CCAST User Guide

This User Guide provides essential information about advanced research computing resources at CCAST/NDSU and how to use them. A must-read document for all CCAST users.

Introduction, Context, and Qualifications
Getting Started
Research Computing Resources
Running Jobs

1. Introduction, Context, and Qualifications

The Center for Computationally Assisted Science and Technology (CCAST; pronounced "c-cast") provides advanced cyberinfrastructure for research and education at NDSU and beyond. CCAST develops, manages, brokers, and operates high-performance (HPC), cloud, and interactive computing resources, and educates researchers on proper and efficient use of the resources and on other topics of interest to the computational science and engineering community.

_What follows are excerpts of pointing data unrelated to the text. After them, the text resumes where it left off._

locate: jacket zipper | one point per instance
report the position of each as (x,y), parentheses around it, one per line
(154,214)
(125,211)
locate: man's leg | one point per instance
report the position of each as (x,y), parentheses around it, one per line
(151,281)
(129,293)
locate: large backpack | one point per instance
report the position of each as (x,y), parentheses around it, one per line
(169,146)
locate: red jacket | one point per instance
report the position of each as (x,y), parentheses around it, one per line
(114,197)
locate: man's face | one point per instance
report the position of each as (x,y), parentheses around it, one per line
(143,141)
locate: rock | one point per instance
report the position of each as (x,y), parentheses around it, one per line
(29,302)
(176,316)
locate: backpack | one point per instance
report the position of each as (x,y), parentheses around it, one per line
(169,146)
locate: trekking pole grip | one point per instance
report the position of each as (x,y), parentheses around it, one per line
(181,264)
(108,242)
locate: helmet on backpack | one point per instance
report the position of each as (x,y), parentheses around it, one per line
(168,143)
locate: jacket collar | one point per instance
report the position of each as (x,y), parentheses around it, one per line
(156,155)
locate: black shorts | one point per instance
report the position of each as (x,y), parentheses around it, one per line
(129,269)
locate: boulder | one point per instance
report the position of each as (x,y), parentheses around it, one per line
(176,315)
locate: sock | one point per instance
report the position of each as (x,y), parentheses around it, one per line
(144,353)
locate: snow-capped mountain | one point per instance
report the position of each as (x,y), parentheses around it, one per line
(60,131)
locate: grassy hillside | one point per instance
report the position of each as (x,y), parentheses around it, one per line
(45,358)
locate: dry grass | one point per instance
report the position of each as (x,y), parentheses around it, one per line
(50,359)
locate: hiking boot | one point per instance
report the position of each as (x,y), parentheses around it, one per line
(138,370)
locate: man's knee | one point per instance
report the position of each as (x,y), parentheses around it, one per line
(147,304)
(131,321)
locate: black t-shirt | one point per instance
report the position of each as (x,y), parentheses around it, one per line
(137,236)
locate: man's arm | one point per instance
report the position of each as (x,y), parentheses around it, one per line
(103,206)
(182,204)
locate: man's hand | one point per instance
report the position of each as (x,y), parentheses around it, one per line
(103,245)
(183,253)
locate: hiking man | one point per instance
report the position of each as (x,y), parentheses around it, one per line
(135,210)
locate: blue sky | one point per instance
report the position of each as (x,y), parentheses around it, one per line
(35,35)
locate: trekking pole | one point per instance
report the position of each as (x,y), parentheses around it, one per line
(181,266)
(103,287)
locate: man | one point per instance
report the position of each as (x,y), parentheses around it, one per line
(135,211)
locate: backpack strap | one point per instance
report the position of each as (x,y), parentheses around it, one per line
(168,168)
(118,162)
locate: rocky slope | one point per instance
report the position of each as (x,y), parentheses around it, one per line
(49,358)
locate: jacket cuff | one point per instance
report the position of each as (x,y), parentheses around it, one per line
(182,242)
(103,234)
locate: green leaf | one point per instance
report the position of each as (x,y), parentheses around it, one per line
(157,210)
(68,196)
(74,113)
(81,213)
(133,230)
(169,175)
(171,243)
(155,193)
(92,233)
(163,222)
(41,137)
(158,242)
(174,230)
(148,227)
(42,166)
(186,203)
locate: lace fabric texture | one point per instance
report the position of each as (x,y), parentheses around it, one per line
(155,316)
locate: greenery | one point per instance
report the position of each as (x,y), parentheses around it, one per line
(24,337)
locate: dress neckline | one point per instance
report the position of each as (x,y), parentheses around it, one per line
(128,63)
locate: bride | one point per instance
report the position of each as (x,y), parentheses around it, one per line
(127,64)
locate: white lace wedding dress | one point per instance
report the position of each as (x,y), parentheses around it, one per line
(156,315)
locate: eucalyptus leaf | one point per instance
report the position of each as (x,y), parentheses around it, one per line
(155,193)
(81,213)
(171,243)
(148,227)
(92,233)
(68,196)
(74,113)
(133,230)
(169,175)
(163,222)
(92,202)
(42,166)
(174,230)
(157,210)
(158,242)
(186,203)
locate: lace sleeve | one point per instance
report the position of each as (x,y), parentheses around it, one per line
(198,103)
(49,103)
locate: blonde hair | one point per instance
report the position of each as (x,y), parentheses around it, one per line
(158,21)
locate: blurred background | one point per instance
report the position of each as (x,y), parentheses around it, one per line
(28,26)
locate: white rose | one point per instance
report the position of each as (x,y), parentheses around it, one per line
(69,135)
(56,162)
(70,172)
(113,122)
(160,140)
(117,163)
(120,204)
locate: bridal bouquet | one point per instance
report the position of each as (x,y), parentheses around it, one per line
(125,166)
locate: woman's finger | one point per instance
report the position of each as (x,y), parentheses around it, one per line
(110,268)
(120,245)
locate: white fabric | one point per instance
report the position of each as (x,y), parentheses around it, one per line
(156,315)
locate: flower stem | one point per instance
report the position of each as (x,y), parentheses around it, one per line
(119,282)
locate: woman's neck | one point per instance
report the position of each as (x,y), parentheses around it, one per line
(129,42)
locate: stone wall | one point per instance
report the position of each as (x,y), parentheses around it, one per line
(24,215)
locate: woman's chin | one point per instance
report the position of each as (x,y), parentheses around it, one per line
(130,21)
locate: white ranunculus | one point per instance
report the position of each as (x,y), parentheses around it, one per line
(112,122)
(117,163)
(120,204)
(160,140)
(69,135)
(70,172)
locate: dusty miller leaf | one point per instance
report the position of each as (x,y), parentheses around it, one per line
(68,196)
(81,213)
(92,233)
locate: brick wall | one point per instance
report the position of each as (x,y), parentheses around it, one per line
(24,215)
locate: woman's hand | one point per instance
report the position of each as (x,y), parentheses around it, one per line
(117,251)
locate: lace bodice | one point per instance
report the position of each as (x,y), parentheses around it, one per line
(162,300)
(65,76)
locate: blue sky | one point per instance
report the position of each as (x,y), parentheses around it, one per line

We use UNIX/Linux primarily. The basic level of services is FREE of charge to NDSU faculty, staff, and students as well as certain external collaborators (upon approval of CCAST's Executive Director). Additional services are available for a fee.

1.1 Acknowledging CCAST

Users are required to include the following statement (or a close variant) in all research outputs (papers, presentations, theses, etc.) that have used CCAST resources: "This work used resources of the Center for Computationally Assisted Science and Technology (CCAST) at North Dakota State University, which were made possible in part by National Science Foundation Major Research Instrumentation (MRI) Award No. 2019077."

The wording is subject to change; e.g., when we need to acknowledge specific funding sources that support certain CCAST resources. Please check this section again for possible updates every time you need to include the acknowledgment statement.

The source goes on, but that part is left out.